Heather Dixon’s debut novel, Burlington, follows a deeply devoted mother as she adjusts to her new life in an ultra-rich neighbourhood. 

Mae grows to enjoy her role as a homemaker, despite some obstacles she meets along the way. However, she finds it hard to fit in with other moms. As she is settling into her new life, her first friend disappears.   

Mae is then both embroiled in the mystery of her vanished friend and taken aback by the callous indifference of the other members of the community.   

One of the most important roles that Mae plays is that of a mother. Dixon has several passages and conversations revolving around motherhood. But it is Mae noticing the magic of her daughters’ mere existence that is most endearing.  

When Mae’s older daughter, Ruby, notices her mother’s distress and grabs hold of her hand or when Mae watches Isla on the playground, the reader feels like they are standing just on the other side of the tarmac, watching a mother with her daughters.   

Unfortunately, much of the novel is more telling than showing.  

The story gets off to a slow start and there is little that happens within the first 20 chapters. While mystery requires suspense-building, the lack of major events occurring verges on frustrating.    

This is exasperated with the minimal development of most of the characters. Most characters, including Mae, are not fully developed. Their personalities and motivations remain largely mysterious throughout the book, also impacting the relationships between different characters.   

For Mae, much of her personality depends on the fact that she is and always has been an outsider, largely because of her family being low-income when she was younger. But rather than showing the impacts this has on Mae or examples from her past, the focus is more on telling the readers that she was poor and is therefore insecure.   

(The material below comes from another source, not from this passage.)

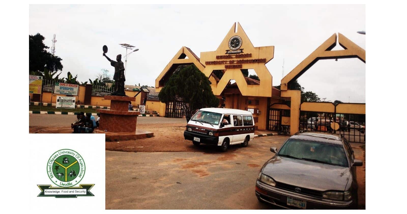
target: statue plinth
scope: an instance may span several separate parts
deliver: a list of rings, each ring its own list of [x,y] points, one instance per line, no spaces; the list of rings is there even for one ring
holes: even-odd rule
[[[100,119],[99,129],[95,132],[106,134],[106,140],[128,140],[154,136],[153,132],[136,129],[140,113],[129,110],[129,102],[136,101],[135,97],[105,96],[105,99],[110,100],[110,109],[96,109],[100,113]]]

Mae is devastated with the first character’s disappearance, but the reader is not—there is so little development of the relationship between Mae. 

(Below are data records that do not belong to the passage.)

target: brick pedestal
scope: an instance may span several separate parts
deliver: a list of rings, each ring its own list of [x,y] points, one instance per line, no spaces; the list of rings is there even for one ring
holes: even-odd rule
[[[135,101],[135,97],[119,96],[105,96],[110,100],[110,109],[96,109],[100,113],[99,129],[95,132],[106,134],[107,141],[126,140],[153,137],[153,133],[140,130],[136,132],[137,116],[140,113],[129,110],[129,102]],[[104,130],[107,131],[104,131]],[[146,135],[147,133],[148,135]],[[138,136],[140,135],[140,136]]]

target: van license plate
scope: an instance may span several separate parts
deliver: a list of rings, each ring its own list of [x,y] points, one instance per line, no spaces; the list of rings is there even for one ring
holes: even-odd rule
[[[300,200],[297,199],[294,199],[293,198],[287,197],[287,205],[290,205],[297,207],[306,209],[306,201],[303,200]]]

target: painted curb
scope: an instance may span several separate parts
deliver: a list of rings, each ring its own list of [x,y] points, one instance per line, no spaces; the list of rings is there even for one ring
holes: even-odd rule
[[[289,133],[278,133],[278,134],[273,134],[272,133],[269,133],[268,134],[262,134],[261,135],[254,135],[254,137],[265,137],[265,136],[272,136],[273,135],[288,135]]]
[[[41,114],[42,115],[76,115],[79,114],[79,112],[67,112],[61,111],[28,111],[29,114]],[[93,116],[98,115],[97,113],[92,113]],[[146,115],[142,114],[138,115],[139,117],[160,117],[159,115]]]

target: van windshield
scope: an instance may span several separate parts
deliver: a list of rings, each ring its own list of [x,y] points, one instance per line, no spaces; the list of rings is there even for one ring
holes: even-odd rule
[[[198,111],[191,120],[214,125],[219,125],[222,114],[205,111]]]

Although we are told that Mae’s world is shattered, there was so little interaction between the two of them that it’s really hard to care about her disappearance.   

The disappearance of the second character is more impactful, but only because there were more scenes with her in them.   

The plot picks up just over halfway through the book, but the climax is underwhelming. The climactic scenes amount to a slightly tense conversation and a scuffle that ends within a few paragraphs.   

The resolution is unrealistic, with the consequences to the antagonist being so disproportionately minimal as to be frustrating.   

Throughout the novel, Dixon touches on some important topics, such as the role of women in rich communities and the mental health challenges that the women face. However, she stops short of making a point.     

In both missing cases, there is the potential to have a serious conversation on mental health, especially when a person appears to have everything that they need.   

In a strange nod to diversity, Mae and her friend, Corinne have a conversation about the lack of diversity in Burlington. This conversation is centered on both characters’ discomfort with the homogeneity of the neighbourhood.  

Mae’s husband, Drew, “brought up the sameness [in Burlington] late at night once when little ears weren’t listening, but Mae didn’t want to uproot the kids and make them change schools”.   

This is uncomfortable because the characters lower their voices and keep the conversation away from their children. It is as if diversity and racism are too complex or sensitive topics for them, or children of colour do not exist in non-white skin every day.  

It is commonly accepted that children should learn about systemic issues in a child-friendly way, so this conversation feels a bit outdated.  

Rich people of colour exist and can also be a meaningful part of the story. They are also capable of the same mistakes that white people make.  

There are examples of stories about rich people of colour such as Sky Castle or Crazy Rich Asians.  

It would not be difficult to simply incorporate a character of colour, even if their culture does not factor into the story much. The issue is also never addressed ever again.   

While the premise has potential and there are relatable moments in the story, the characters and plot both lack substance. Important topics on which characters could offer insight are awkwardly brushed over and used as plot devices. There could be more work done to better the narration and story.